ELGL is proud to feature the writing and thinking of longtime member Mark Funkhouser. Here’s his latest post, and you can also sign up for his newsletter here or connect with him via email.
Here’s a harsh reality that will be hard for some who lead and manage in municipal government to stomach. Those staffers you lost as COVID-19 battered your local government’s tax revenues? They aren’t all coming back any time soon.
Not as the economy rebounds. Not even as billions of federal pandemic-recovery dollars flow toward cities, counties and school districts.
It might seem unfair. If the jobs went away when money was tight, surely they should come back when local governments are flush — right? But most of the time, when government workers are cut the positions take many years to return, if they return at all. We saw that with the Great Recession, and we’ll likely to see it today, when the cuts have been even steeper.
Understandably, this is enormously frustrating. Not only are you trying to figure out how to maintain the same level of services for your constituents that your organization offered pre-pandemic, but you also face the indignity of being told to “do more with less.” Your workforce tasked with carrying out this mandate is also experiencing the exhaustion, heartbreak, and frustration so many of us are facing in the COVID-19 era. Fortunately, one theme I keep hearing over and over from municipal leaders is how agile their workforces became during the pandemic. Public-sector workers figured out better ways to get stuff done. Let’s lean into that entrepreneurial attitude and see what our teams can do when given the right tools.
Public sector leaders who want to maintain strong, effective teams that aren’t burnt out will have to do something fast. My advice: Get creative with technology. One of the only silver linings of the last year is that governments accelerated their implementation of technology in a way we’ve never seen before. It was a stunning about-face for a sector not usually known for being on the cutting edge. Silos were broken down, aided by software platforms that enabled collaboration in new ways. Governments and citizens connected in new and creative ways. Now, as we start returning to something that resembles normal, let’s not go back to being squeamish about trying new technology.
Savvy public-sector managers who embrace tech can accomplish two things:
First, they can gain back some of what they lost from their depleted workforces.

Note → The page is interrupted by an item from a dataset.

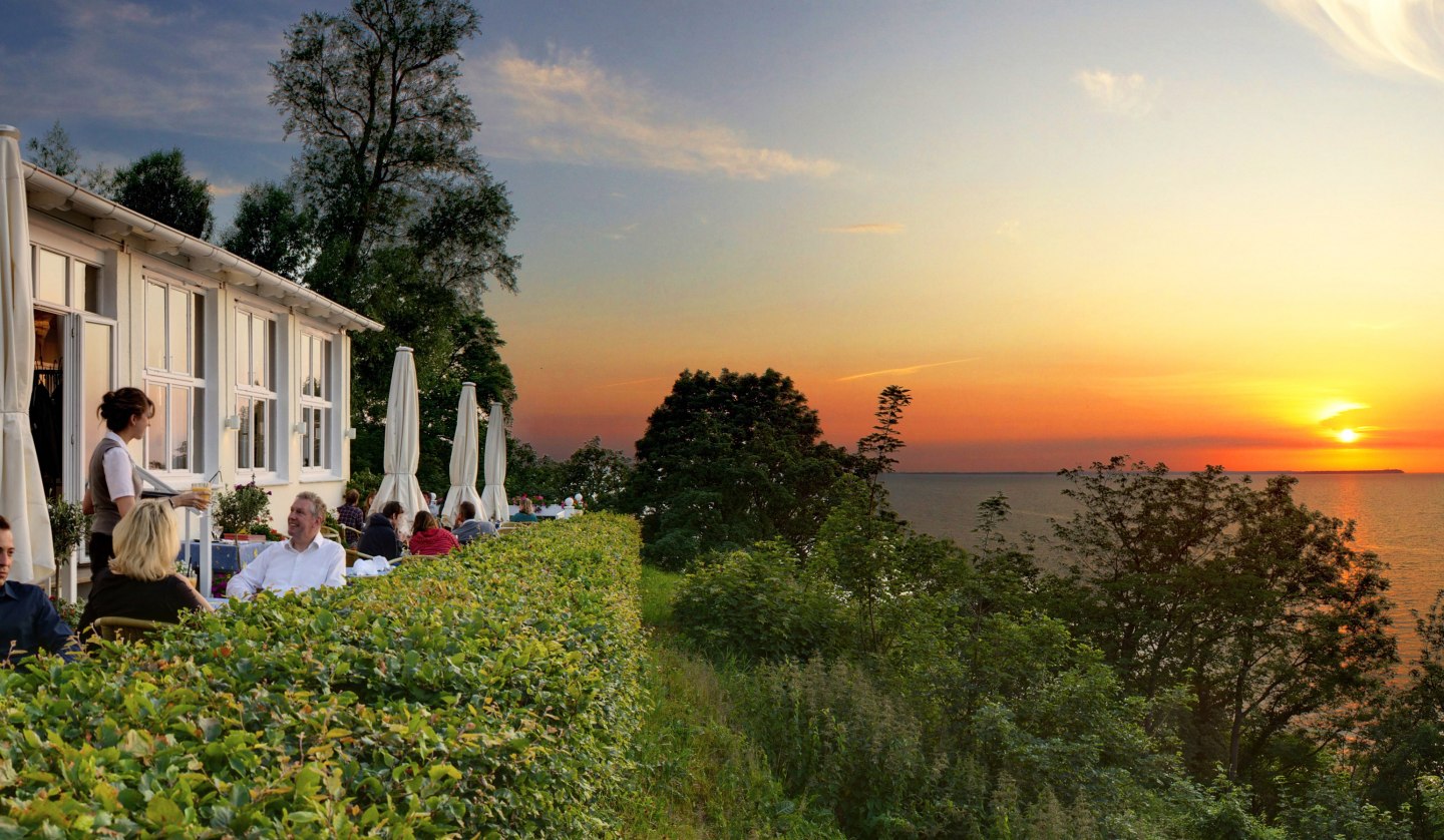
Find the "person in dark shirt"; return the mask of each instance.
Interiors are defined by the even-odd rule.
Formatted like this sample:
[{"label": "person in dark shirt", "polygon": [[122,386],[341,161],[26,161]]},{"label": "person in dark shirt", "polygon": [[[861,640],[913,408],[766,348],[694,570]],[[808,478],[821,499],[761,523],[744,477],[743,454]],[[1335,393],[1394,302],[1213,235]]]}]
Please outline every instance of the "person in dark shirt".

Of course, there’s no replacing institutional knowledge when seasoned colleagues are forced from their roles. But technology can help us gain back efficiencies and make our teams work more smoothly. Technology not only allows us to claw back hours of the day, it empowers us to understand our communities and our roles in new ways.
A great example of this comes from Adams County just outside of Denver. Local governments maintain vast troves of data, but rarely is it presented in a way that’s easily accessible and understandable to the public. Before the pandemic, the county deployed a new system that not only tracks loads of critical data but also includes a user-friendly interface allowing the public to search and visualize information about important community topics such as oil and gas drilling and blighted properties. Even as staff was reduced, the tool freed up remaining colleagues to work on other projects, since they no longer had to spend as much time tracking down information residents requested. And it empowered community members by giving them important data in an innovative format.

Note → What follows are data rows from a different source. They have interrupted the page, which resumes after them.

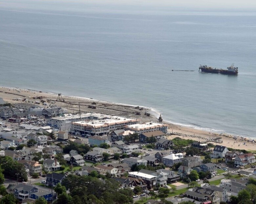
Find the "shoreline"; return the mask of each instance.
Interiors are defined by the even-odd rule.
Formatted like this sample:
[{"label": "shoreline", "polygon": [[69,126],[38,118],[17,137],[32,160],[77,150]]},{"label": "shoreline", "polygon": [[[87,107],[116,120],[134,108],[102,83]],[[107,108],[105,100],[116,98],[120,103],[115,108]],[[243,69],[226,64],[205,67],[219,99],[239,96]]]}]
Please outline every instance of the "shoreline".
[{"label": "shoreline", "polygon": [[[23,102],[22,101],[13,100],[13,98],[22,98],[22,99],[25,98],[34,102],[37,99],[33,99],[32,97],[37,96],[42,96],[45,97],[46,100],[49,99],[52,102],[56,100],[58,94],[48,92],[41,92],[32,89],[4,87],[0,87],[0,97],[3,98],[6,102],[16,103]],[[112,115],[139,119],[141,120],[141,123],[150,121],[159,122],[158,118],[160,113],[154,108],[140,106],[140,108],[143,108],[143,110],[139,110],[139,109],[135,109],[138,106],[136,105],[100,100],[92,98],[64,95],[62,95],[62,96],[65,100],[65,102],[54,101],[54,103],[51,104],[66,109],[67,109],[68,112],[70,113],[76,113],[79,111],[78,102],[79,102],[82,104],[80,104],[80,110],[82,112],[98,112]],[[93,102],[97,103],[96,109],[88,108],[88,106],[91,104]],[[137,112],[139,112],[141,114],[136,115],[136,113]],[[147,116],[144,115],[145,112],[150,113],[150,116]],[[194,137],[194,135],[196,138],[198,138],[200,141],[200,138],[221,137],[222,138],[223,143],[221,143],[220,145],[233,148],[256,150],[256,143],[254,145],[254,143],[247,142],[245,140],[247,140],[247,139],[245,137],[242,137],[222,132],[220,133],[210,128],[196,128],[190,125],[176,124],[175,122],[171,122],[163,119],[163,123],[169,125],[169,132],[171,133],[173,131],[189,135],[189,136],[185,137],[182,135],[172,135],[169,137],[169,139],[179,137],[195,140],[195,138]],[[191,127],[191,126],[192,127]],[[239,141],[239,143],[236,142],[238,141],[233,138],[235,136],[238,138],[237,140]],[[247,144],[245,145],[242,144],[245,142]],[[238,146],[239,144],[242,146]]]}]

Second, technology can make workers happier, believe it or not. Big tech sometimes is portrayed as something that costs workers their jobs. But a more positive and accurate way to think about technology is as a force multiplier. Though many of those employees we lost aren’t coming back, the right technological solutions in the right places can reduce stress and improve morale for those who remain.
Tech can allow public workers not only to execute on their mission but also to feel more in control. After all — and contrary to what much of the public believes — most people in this line of work are doing it because they care deeply about their communities and want to use government as a force for good to improve people’s lives. If technology allows staff to perform better, it can enhance the pride they feel in their work and the meaning they gain from it.
If you’re a government leader, now’s the time to think hard about the type of technology you can unleash that will allow your teams to thrive. The pandemic isn’t over, but we at least no longer feel like our communities are on fire. Thanks to the federal stimulus, governments may finally have the resources to deploy the technology they need. You have time to make deliberate choices about your strategy and how to improve. Your colleagues, meanwhile, have shown they’re up to the challenge. And if you’re a tech company, now’s the time to double down and think hard about how you can help public-sector workers fulfill their mission. They’ve never been more prepared.